Dina memutar pegangan pintu dan tidak juga terbuka. Tidak ada rencengan kunci yang menempel di pintu seperti yang dia lihat pada malam sebelumnya. Tidak, keluhnya dalam hati. Hanya ini pintu keluar yang dia hapal tanpa perlu ketahuan Mbok Surti. Dia menyentuhkan jari ke material kaca yang mendominasi pintu. Dia menggeleng-gelengkan kepala. Terlalu riskan jikalau dia sampai memecahkan kaca.
Pikirannya berkelana memikirkan segala kemungkinan sampai membentur satu ide. Cepat-cepat dia berjalan menuju dapur. Dari sana dia bisa melewati pintu yang menuju kebun. Pintu bergeming saja sewaktu Dina mendorongnya. Hatinya kembali diliputi kekecewaan sehingga dia berteriak sambil mengatupkan mulut dengan bongkahan punggung tangannya.
Tiba-tiba, cahaya menerangi ruangan itu yang membuat tubuh Dina sedikit terlonjak.
“Nduk, ngapain?”
Dina menghampiri konter dapur dan mengambil gelas. “Haus,” kilahnya.
“Lho, di kamar ada air, kok?”
Tangan kanannya gemetaran sehingga dia memindahkan gelas ke satu tangan yang lain.
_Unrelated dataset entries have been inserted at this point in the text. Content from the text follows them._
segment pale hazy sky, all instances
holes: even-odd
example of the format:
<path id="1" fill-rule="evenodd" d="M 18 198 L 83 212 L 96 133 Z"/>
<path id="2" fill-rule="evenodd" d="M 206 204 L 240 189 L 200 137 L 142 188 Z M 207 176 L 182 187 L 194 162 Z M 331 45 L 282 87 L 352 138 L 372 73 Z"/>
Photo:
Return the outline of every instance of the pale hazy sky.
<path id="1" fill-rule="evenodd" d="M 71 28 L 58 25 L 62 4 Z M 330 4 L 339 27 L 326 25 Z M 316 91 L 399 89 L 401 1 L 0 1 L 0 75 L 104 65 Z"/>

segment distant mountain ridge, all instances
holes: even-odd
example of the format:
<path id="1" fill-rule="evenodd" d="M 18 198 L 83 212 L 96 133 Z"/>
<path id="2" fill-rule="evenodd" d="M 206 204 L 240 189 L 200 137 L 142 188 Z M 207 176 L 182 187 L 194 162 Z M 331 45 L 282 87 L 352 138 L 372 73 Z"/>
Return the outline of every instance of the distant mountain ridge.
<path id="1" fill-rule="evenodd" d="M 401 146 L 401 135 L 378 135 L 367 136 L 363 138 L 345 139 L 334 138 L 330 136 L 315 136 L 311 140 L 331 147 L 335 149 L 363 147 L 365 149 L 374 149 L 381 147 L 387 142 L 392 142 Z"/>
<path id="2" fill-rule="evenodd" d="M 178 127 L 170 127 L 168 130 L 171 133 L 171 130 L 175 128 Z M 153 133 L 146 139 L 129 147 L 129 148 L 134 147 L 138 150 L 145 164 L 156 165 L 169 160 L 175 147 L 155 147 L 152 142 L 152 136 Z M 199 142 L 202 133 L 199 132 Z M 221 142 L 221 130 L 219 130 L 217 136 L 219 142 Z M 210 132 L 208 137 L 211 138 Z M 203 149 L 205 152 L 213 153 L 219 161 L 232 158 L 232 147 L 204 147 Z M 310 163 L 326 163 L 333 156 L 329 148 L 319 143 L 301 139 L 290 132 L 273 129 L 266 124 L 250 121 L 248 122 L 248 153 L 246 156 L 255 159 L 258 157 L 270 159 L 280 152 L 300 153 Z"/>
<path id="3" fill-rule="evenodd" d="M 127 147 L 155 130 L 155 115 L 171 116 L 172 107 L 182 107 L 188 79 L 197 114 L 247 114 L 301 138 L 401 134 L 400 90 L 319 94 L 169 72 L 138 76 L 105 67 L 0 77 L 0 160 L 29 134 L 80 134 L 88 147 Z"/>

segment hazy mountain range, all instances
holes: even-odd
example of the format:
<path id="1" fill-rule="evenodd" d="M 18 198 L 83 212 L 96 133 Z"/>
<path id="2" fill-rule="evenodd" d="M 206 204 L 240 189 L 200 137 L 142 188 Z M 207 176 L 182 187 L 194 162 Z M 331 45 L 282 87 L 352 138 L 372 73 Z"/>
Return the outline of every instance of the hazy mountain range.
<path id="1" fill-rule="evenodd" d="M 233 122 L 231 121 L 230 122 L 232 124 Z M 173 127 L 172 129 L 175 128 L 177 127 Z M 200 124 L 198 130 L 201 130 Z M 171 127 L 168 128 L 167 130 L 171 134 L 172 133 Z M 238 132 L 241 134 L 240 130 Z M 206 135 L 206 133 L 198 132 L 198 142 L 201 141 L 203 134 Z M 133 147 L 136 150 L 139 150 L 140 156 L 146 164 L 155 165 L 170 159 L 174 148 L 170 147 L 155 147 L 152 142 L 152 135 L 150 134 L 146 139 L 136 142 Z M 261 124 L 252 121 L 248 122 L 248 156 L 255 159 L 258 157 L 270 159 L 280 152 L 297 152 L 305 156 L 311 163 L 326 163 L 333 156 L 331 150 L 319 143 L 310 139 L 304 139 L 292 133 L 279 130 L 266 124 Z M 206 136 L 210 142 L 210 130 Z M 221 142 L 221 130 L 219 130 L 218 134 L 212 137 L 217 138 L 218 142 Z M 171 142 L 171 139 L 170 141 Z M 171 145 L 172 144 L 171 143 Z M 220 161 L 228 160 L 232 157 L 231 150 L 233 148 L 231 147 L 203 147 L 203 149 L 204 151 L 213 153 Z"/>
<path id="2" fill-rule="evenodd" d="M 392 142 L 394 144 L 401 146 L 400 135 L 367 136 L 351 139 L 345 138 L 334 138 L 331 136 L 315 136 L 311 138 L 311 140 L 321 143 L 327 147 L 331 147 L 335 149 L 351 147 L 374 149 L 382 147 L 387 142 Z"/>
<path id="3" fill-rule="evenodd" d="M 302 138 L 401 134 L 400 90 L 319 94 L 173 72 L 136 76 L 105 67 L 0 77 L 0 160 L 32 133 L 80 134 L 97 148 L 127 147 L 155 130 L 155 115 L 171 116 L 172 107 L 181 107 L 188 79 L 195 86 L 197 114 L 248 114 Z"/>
Dia mengepalkan tangan lalu mencoba sesantai mungkin menuangkan air dari dispenser. “Kepengen yang dingin.”
“Oalah, Nduk, Nduk. Pantas Non Wendy marah sama kamu.”
Dia tidak melihat korelasi antara ingin meminum air es dengan keharusan memakai seragam selain karena kepribadian menantu Keluarga Armadjati yang super arogan. Tapi tidak apa-apalah, batinnya. Tidak perlu dia bantah kalau itu bisa menepis kecurigaan Mbok Surti. Hal terakhir yang dia inginkan adalah pembantu senior itu mengadukannya. Dina pun meminum air sampai tandas.
“Mbok kebangun juga?” tanya Dina sembari melirik jam dinding yang menunjukkan pukul setengah empat pagi.
“Harus masak.”
“Bukannya ada chef….”
“Ini spesial, untuk Mas Leo. Kamu bantu Mbok, ya?”
Berkesempatan menggunakan dapur idamannya? Tentu saja Dina mau. Dia menyingkirkan selimut dari kepalanya dan menarik dua apron dari salah satu laci konter dapur. Tidak dipedulikannya pandangan Mbok Surti yang seolah-olah bertanya mengapa dia mengetahui letaknya dengan jelas.
Dina menyunggingkan senyum dan memakaikan salah satu celemek. “Kita masak apa, Mbok?”
“Getuk Lindri.” Untunglah, Mbok Surti dapat dialihkan dan dengan segera memerintahkannya, “Kamu cuci bersih singkongnya ya?” sambil mengeluarkan sebaskom singkong yang sudah dikupas dari rak paling bawah.
Dina melakukan titah. “Mas Leo suka?” tanyanya seraya menyalakan keran.
Mbok Surti mengangguk. “Waktu Mas Leo kecil, Mamanya sering masak Getuk Lindri.”
“Nggak nyangka Ibu Yasmine bisa masak kue Indonesia. Bule kan dia ya?”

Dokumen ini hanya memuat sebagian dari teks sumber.